Likud Calls Off Leadership Primary

A man casts his vote at the Tzfas Likud polling station in February. (David Cohen/Flash90)

The Likud announced Motzoei Shabbos that it will not be holding a snap leadership primary.

However, the Likud central committee said it will hold a vote to reaffirm its confidence in Prime Minister Binyamin Netanyahu at the end of the week.

“The putsch is dead,” a source close to Netanyahu said of the attempt to overthrow his leadership of the Likud party.

The move is part of Netanyahu’s response to Blue and White, which said repeatedly throughout the election campaign that it would agree to be in a unity government with the Likud if the party was led by someone other than Netanyahu. The faction has continued to maintain this position in coalition talks.

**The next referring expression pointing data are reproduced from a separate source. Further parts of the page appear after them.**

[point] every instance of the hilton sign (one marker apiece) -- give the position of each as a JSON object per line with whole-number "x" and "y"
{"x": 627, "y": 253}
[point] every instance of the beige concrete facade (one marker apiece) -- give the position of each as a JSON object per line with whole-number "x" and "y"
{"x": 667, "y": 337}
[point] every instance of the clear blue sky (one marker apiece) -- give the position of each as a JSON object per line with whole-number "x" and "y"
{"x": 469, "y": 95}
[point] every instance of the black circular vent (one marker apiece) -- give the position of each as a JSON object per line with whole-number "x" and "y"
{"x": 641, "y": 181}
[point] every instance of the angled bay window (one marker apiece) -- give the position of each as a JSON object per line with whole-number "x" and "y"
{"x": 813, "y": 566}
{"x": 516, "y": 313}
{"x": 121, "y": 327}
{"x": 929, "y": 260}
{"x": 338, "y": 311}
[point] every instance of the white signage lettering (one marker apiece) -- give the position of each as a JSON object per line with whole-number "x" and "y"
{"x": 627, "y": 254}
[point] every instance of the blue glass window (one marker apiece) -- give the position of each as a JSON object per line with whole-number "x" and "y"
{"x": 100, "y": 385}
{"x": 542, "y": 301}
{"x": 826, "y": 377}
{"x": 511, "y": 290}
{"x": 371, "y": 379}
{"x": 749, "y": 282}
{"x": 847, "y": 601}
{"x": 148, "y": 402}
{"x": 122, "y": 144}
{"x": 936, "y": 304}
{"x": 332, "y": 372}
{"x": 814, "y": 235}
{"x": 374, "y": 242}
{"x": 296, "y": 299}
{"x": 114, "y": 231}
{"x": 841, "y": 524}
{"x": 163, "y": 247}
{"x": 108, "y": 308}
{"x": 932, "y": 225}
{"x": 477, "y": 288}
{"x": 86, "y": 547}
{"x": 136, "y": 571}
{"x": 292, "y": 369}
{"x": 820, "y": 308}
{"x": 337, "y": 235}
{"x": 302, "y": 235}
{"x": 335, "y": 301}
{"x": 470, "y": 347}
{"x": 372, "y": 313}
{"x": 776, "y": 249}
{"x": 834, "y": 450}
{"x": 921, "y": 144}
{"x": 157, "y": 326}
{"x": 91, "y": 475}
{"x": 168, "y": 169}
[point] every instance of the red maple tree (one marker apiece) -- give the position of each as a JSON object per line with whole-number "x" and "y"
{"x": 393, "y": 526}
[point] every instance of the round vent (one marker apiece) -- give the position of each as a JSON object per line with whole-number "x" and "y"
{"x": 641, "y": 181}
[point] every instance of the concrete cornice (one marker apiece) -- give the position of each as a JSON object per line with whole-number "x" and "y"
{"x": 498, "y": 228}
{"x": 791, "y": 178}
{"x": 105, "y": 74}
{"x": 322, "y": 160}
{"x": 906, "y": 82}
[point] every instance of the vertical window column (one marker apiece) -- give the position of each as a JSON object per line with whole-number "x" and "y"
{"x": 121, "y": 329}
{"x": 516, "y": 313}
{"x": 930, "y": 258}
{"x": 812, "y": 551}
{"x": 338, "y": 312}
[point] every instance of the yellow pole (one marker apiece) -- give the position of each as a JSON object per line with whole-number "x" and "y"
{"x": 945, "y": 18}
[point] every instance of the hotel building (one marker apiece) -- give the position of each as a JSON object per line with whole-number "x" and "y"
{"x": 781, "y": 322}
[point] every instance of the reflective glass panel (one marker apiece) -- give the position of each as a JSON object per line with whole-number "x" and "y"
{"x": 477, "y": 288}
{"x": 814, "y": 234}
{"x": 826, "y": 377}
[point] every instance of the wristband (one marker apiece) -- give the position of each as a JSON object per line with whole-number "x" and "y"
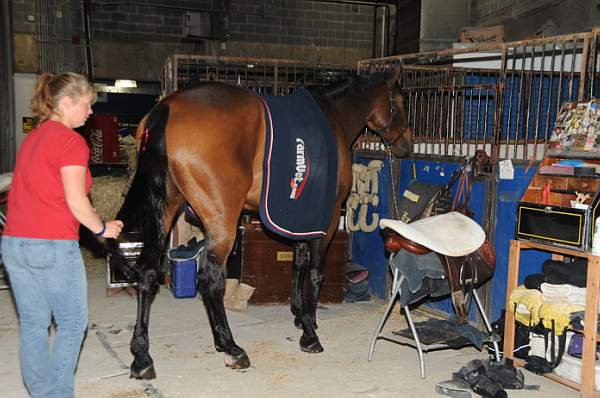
{"x": 102, "y": 230}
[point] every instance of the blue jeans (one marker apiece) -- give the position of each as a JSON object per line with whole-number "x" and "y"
{"x": 47, "y": 279}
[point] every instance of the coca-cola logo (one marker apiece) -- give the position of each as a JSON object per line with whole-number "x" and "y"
{"x": 96, "y": 145}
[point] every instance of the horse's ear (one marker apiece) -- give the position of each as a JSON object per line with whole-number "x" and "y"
{"x": 393, "y": 77}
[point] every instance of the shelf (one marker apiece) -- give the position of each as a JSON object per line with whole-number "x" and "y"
{"x": 590, "y": 335}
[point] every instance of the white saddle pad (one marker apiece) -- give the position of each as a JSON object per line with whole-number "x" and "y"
{"x": 5, "y": 180}
{"x": 452, "y": 234}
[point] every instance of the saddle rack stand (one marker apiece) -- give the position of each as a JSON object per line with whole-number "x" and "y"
{"x": 416, "y": 343}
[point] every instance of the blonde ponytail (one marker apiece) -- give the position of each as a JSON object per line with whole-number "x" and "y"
{"x": 49, "y": 89}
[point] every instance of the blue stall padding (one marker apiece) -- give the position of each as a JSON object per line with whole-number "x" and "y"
{"x": 509, "y": 194}
{"x": 367, "y": 248}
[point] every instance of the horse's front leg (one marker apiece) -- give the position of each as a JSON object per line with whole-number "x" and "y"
{"x": 301, "y": 259}
{"x": 143, "y": 366}
{"x": 309, "y": 342}
{"x": 211, "y": 282}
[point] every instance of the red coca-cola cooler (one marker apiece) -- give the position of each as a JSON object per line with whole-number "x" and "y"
{"x": 103, "y": 138}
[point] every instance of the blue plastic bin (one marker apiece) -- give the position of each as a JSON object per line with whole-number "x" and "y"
{"x": 183, "y": 278}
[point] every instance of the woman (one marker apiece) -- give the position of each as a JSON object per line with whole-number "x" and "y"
{"x": 47, "y": 202}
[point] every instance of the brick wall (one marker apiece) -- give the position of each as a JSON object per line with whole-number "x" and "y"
{"x": 269, "y": 21}
{"x": 133, "y": 39}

With Blue and White continuing to refuse to be in a coalition with Netanyahu, and the prime minister insisting on representing the full 55-seat bloc of right-wing parties and not just Likud, coalition negotiations remain at a stalemate. The parties have no meetings planned for the coming days.

The Likud said Thursday that Netanyahu was considering a leadership vote, and immediately after that, Likud MK Gideon Saar tweeted “I’m ready,” implying that he would run against the prime minister in a primary.

Meanwhile, in a social media post Motzoei Shabbos Yisrael Beytenu leader Avigdor Liberman once again called on Netanyahu and Gantz to form a unity government, on behalf of the security situation the country is facing.

“In light of the national emergency situation, the security threats in the north and south and places farther away, I once again call on Netanyahu and Gantz to show responsibility and leadership,” Liberman wrote.

Liberman called on the leaders to put their egos aside and “stop the games, spin and wasting time.”